Using the Python library DEAP, you can easily perform simulations using the genetic algorithm (GA). At that time, the initial group may be fixed due to circumstances such as having some prior knowledge about the optimum solution and wanting to shorten the calculation time.
For example, when applying to machine learning feature selection such as this example, I want to start with the best model I have tried so far. Can be considered. If it is 100 to several hundred, it is not necessary to set the initial value, but there is a demand for humans who have mechanically created about 100,000 features without thinking ahead.
There is a guide in the Official Document for how to deal with such cases. There isn't much information on the web that I actually tested, so I'll list it here.
GA implementation that maximizes the total value of the array consisting of 0 or 1 as the evaluation function The optimal solution is an array of 1, and the maximum value of the evaluation function is the length of the array. http://deap.gel.ulaval.ca/doc/default/examples/ga_onemax.html http://deap.gel.ulaval.ca/doc/default/examples/ga_onemax_short.html
#Library import
import numpy as np
import random
from deap import algorithms
from deap import base
from deap import creator
from deap import tools
Total value of an array of 100 elements consisting of 0 or 1
def evalOneMax(individual):
return sum(individual), #Add a comma even if there is only one return value
Add FitnessMax and Individual methods to creator with create. The maximization of the evaluation function is evaluated by setting weights = (1.0,).

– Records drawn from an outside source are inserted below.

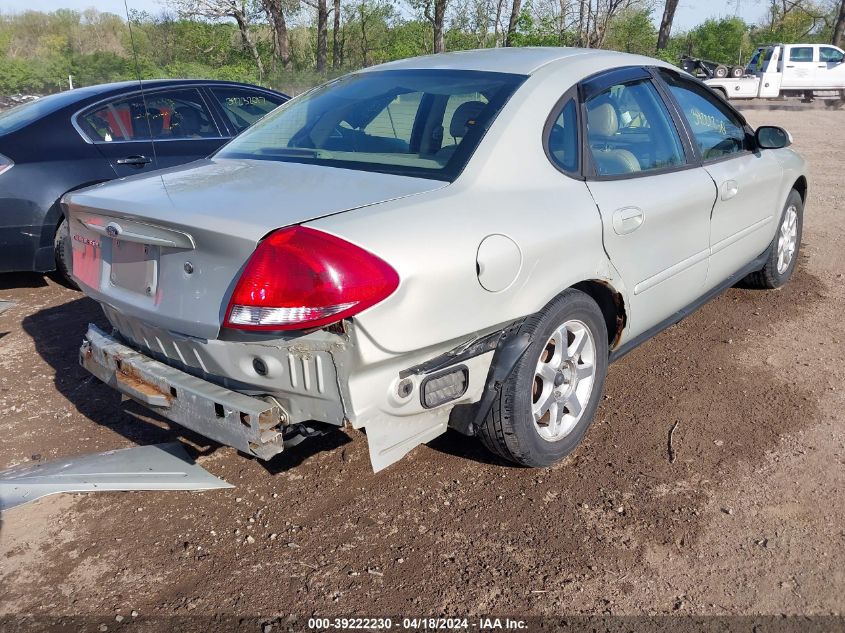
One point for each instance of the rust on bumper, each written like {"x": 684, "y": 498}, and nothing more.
{"x": 250, "y": 424}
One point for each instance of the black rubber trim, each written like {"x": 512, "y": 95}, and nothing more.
{"x": 465, "y": 351}
{"x": 444, "y": 372}
{"x": 467, "y": 418}
{"x": 638, "y": 340}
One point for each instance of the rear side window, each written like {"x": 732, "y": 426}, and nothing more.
{"x": 421, "y": 123}
{"x": 828, "y": 54}
{"x": 717, "y": 130}
{"x": 563, "y": 138}
{"x": 244, "y": 107}
{"x": 630, "y": 130}
{"x": 172, "y": 114}
{"x": 801, "y": 54}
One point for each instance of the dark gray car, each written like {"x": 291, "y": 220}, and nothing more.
{"x": 81, "y": 137}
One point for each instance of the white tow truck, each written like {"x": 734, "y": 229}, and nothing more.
{"x": 808, "y": 71}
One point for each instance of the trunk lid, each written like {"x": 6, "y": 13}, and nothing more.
{"x": 168, "y": 247}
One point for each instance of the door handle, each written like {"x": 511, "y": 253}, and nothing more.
{"x": 134, "y": 161}
{"x": 729, "y": 189}
{"x": 627, "y": 219}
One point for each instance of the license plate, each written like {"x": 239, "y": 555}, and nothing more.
{"x": 134, "y": 266}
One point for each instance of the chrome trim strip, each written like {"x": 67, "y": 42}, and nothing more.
{"x": 673, "y": 270}
{"x": 731, "y": 239}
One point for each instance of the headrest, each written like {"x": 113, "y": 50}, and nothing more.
{"x": 602, "y": 120}
{"x": 465, "y": 117}
{"x": 187, "y": 120}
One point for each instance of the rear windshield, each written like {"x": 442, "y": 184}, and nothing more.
{"x": 424, "y": 123}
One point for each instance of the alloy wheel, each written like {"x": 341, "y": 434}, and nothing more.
{"x": 563, "y": 380}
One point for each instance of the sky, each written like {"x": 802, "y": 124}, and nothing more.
{"x": 689, "y": 13}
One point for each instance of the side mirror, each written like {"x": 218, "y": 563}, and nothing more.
{"x": 772, "y": 137}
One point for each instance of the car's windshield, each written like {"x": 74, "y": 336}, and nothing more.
{"x": 25, "y": 113}
{"x": 423, "y": 123}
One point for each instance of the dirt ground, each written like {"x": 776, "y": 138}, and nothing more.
{"x": 747, "y": 520}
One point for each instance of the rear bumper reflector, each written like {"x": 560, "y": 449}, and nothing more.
{"x": 251, "y": 425}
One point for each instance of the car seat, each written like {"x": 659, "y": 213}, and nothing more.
{"x": 187, "y": 122}
{"x": 465, "y": 116}
{"x": 603, "y": 123}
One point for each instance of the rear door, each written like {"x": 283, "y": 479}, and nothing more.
{"x": 122, "y": 133}
{"x": 184, "y": 129}
{"x": 748, "y": 181}
{"x": 655, "y": 203}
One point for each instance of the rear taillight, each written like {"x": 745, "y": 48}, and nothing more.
{"x": 303, "y": 278}
{"x": 5, "y": 164}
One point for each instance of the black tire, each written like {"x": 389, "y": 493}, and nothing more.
{"x": 509, "y": 429}
{"x": 768, "y": 277}
{"x": 61, "y": 244}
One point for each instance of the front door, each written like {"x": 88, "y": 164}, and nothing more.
{"x": 655, "y": 206}
{"x": 830, "y": 70}
{"x": 748, "y": 181}
{"x": 799, "y": 67}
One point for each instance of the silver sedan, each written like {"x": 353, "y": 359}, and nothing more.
{"x": 463, "y": 240}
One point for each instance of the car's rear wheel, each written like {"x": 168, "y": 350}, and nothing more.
{"x": 546, "y": 405}
{"x": 783, "y": 257}
{"x": 61, "y": 244}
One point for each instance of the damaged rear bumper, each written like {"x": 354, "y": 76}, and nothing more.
{"x": 252, "y": 425}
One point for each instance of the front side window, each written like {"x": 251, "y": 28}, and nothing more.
{"x": 801, "y": 54}
{"x": 718, "y": 132}
{"x": 563, "y": 138}
{"x": 172, "y": 114}
{"x": 244, "y": 107}
{"x": 630, "y": 130}
{"x": 424, "y": 123}
{"x": 830, "y": 54}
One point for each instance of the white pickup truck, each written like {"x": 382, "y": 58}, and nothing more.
{"x": 788, "y": 70}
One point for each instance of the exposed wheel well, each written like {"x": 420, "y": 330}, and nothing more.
{"x": 611, "y": 305}
{"x": 801, "y": 187}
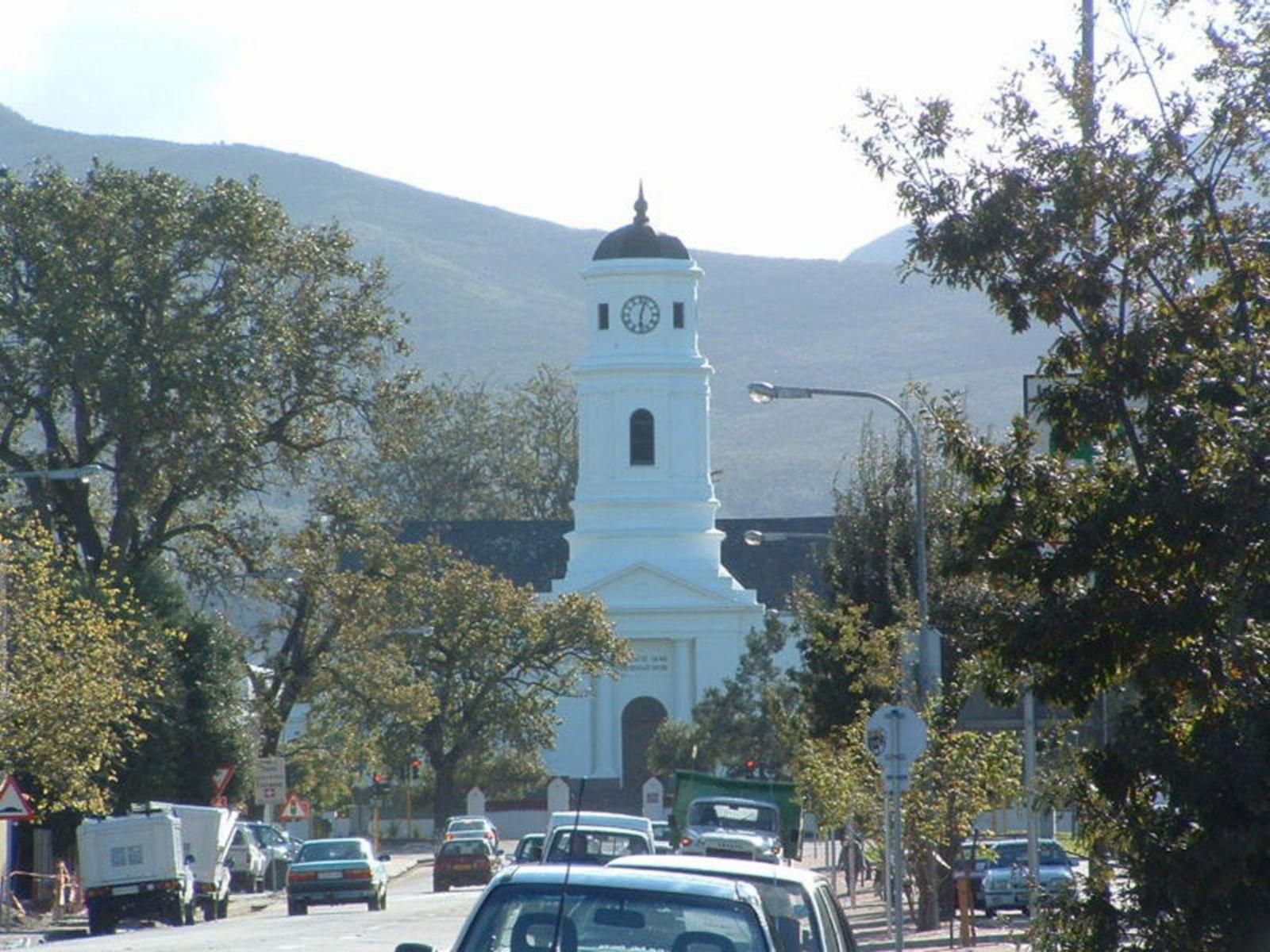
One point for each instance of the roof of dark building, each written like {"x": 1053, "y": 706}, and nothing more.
{"x": 537, "y": 552}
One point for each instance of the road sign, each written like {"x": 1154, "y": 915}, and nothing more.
{"x": 897, "y": 736}
{"x": 295, "y": 809}
{"x": 13, "y": 801}
{"x": 271, "y": 780}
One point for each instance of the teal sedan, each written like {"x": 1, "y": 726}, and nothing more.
{"x": 336, "y": 873}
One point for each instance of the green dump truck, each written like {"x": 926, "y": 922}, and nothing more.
{"x": 728, "y": 816}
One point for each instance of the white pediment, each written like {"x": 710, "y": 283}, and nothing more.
{"x": 647, "y": 588}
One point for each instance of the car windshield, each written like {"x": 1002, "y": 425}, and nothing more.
{"x": 738, "y": 816}
{"x": 1005, "y": 854}
{"x": 594, "y": 847}
{"x": 323, "y": 852}
{"x": 464, "y": 847}
{"x": 530, "y": 848}
{"x": 594, "y": 919}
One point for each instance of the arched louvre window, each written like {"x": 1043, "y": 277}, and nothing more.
{"x": 641, "y": 438}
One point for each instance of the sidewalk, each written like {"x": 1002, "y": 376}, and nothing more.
{"x": 873, "y": 931}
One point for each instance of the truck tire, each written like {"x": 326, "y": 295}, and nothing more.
{"x": 99, "y": 920}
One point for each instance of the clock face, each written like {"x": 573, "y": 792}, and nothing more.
{"x": 641, "y": 314}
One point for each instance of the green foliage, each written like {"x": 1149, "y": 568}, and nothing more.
{"x": 1141, "y": 236}
{"x": 198, "y": 723}
{"x": 461, "y": 451}
{"x": 679, "y": 746}
{"x": 80, "y": 668}
{"x": 442, "y": 657}
{"x": 746, "y": 717}
{"x": 190, "y": 340}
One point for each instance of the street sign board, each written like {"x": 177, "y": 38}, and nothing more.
{"x": 295, "y": 809}
{"x": 897, "y": 736}
{"x": 13, "y": 801}
{"x": 271, "y": 780}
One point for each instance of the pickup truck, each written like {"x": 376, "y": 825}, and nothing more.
{"x": 133, "y": 867}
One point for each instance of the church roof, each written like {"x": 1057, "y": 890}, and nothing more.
{"x": 639, "y": 239}
{"x": 537, "y": 552}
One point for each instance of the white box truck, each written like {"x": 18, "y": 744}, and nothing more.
{"x": 206, "y": 835}
{"x": 133, "y": 867}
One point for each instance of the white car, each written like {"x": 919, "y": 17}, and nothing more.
{"x": 537, "y": 907}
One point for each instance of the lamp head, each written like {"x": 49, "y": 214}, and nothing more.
{"x": 761, "y": 393}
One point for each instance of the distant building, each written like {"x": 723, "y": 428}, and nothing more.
{"x": 645, "y": 537}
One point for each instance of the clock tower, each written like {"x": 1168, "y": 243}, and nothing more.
{"x": 645, "y": 535}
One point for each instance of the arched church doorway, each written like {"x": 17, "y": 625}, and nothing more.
{"x": 641, "y": 719}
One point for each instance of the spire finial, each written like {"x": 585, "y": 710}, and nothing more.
{"x": 641, "y": 206}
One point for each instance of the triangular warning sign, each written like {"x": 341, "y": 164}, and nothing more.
{"x": 13, "y": 801}
{"x": 294, "y": 809}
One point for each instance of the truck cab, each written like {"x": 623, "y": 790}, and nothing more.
{"x": 734, "y": 828}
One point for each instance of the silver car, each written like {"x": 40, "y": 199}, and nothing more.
{"x": 800, "y": 907}
{"x": 1005, "y": 880}
{"x": 533, "y": 908}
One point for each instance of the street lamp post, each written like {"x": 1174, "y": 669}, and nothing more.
{"x": 929, "y": 662}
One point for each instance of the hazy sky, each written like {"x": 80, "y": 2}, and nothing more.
{"x": 729, "y": 112}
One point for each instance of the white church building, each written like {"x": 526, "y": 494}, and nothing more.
{"x": 645, "y": 537}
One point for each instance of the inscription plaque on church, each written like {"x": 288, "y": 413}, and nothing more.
{"x": 649, "y": 662}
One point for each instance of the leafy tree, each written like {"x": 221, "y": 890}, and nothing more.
{"x": 495, "y": 659}
{"x": 679, "y": 746}
{"x": 1141, "y": 236}
{"x": 454, "y": 450}
{"x": 79, "y": 664}
{"x": 742, "y": 720}
{"x": 190, "y": 340}
{"x": 196, "y": 723}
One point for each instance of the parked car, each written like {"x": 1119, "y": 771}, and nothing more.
{"x": 529, "y": 850}
{"x": 662, "y": 842}
{"x": 537, "y": 907}
{"x": 262, "y": 854}
{"x": 465, "y": 862}
{"x": 334, "y": 873}
{"x": 736, "y": 828}
{"x": 800, "y": 907}
{"x": 460, "y": 827}
{"x": 1005, "y": 881}
{"x": 595, "y": 837}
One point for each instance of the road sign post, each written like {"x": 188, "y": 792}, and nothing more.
{"x": 895, "y": 736}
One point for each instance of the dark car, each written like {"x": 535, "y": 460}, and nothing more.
{"x": 530, "y": 848}
{"x": 537, "y": 907}
{"x": 465, "y": 862}
{"x": 334, "y": 873}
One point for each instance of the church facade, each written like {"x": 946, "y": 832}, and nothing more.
{"x": 645, "y": 537}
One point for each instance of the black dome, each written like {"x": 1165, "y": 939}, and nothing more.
{"x": 638, "y": 239}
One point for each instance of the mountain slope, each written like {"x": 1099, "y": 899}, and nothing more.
{"x": 491, "y": 295}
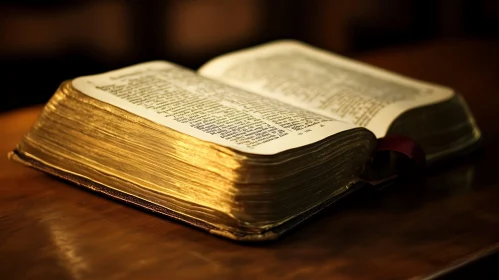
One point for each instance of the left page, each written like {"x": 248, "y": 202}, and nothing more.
{"x": 212, "y": 111}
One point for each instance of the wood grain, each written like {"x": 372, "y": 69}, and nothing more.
{"x": 50, "y": 229}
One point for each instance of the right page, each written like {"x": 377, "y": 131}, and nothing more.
{"x": 325, "y": 83}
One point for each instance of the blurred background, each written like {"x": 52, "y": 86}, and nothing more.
{"x": 43, "y": 43}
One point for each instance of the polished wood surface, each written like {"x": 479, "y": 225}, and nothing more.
{"x": 51, "y": 229}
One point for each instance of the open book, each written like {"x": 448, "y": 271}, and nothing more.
{"x": 249, "y": 146}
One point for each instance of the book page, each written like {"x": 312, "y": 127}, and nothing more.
{"x": 325, "y": 83}
{"x": 212, "y": 111}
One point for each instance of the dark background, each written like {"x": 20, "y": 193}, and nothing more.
{"x": 43, "y": 43}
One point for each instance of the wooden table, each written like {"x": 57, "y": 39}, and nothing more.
{"x": 50, "y": 229}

creator.create("FitnessMax", base.Fitness, weights=(1.0,)) #Add a comma even if there is only one argument
creator.create("Individual", list, fitness=creator.FitnessMax)
Add a method with the name of the first variable to the toolbox with resister.
toolbox.attr_bool
: random.randint(0,1)
toolbox.individual
: 01 random number using toolbox.attr_bool> Repeat 100 times with tools.initRepeat Create a list of 100 elements (= individual generation)
toolbox.polulation
: Repeat individual generation by toolbox.individual to create a population
del toolbox
toolbox = base.Toolbox()
# Attribute generator
toolbox.register("attr_bool", random.randint, 0.0, 1.0)
# Structure initializers
toolbox.register("individual", tools.initRepeat, creator.Individual,
toolbox.attr_bool, 100)
toolbox.register("population", tools.initRepeat, list, toolbox.individual)
Then the method required for GA execution by ʻalgorithms.eaMuPlusLambda Define
toolbox.evaluate (evaluation),
toolbox.mate(crossover),
toolbox.mutate (mutation),
toolbox.select(selection). You can write as below using
deap.tools`.
toolbox.register("evaluate", evalOneMax)
toolbox.register("mate", tools.cxTwoPoint)
toolbox.register("mutate", tools.mutFlipBit, indpb=0.05)
toolbox.register("select", tools.selNSGA2)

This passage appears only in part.